But while some Senate Republicans have said nice things about Clinton, the same incentives against passing bills still exist: Any major piece of legislation will be an accomplishment Clinton will be able to point to in her (earmuffs, children) 2020 reelection campaign. And anything that gets through the Senate will of course have to go down to the much unfriendlier confines of the House.

Clinton will likely do what her predecessors have done and rely on the president's best friend, executive orders. But even there, she'll face obstacles in the form of lawsuits from conservatives—one such suit against an Obama administration action to grant deportation relief wound up going to the Supreme Court, who split on the issue 4–4, effectively blocking the order thanks to a lower court decision.

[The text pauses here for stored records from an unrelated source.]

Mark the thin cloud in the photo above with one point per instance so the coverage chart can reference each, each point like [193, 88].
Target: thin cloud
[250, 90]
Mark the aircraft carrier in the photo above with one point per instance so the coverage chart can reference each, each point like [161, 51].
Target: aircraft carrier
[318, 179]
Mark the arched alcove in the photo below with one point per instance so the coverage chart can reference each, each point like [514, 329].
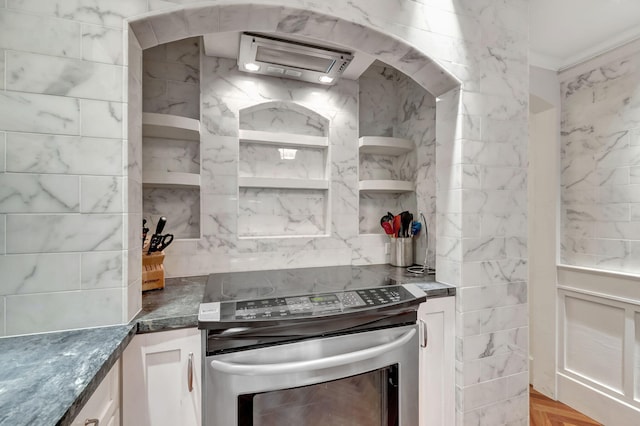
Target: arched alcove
[168, 25]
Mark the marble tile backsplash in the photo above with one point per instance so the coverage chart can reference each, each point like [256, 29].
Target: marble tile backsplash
[600, 162]
[63, 101]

That brings us to the third branch of government. Having an eight-member Supreme Court obviously leaves open the possibility of a lot more deadlocks. If the Democrats take over the Senate, they would be able to confirm Clinton's Supreme Court nominees, at least in theory. In practice, it's complicated—Republicans could block nomination votes with a filibuster, but if Democrats had a Senate majority, they could use the "nuclear option" to overrule that filibuster with 51 votes. That would further erode the idea that Supreme Court appointments are somehow above party politics, but actually just kidding, that idea is dead and buried already.

Arizona senator John McCain, once known as a relative moderate who would work across the aisle, suggested this month that the GOP would "be united" against any of Clinton's Supreme Court nominees, before his spokesperson slightly walked that statement back. Stopping any and all nominations during Clinton's term would mean leaving the Court short at least one justice, which is constitutionally allowed but unprecedented—though many on the right, most prominently Ted Cruz, seem fine with that.

So that's what we have to look forward to: the continuation of a deadlocked Congress, a heated battle over the Supreme Court, an attempt from conservatives to destabilize the Clinton administration, the ongoing drift of the Republican Party to the hard right, and everyone—from the president on down—looking ahead to the next election. Good luck everyone.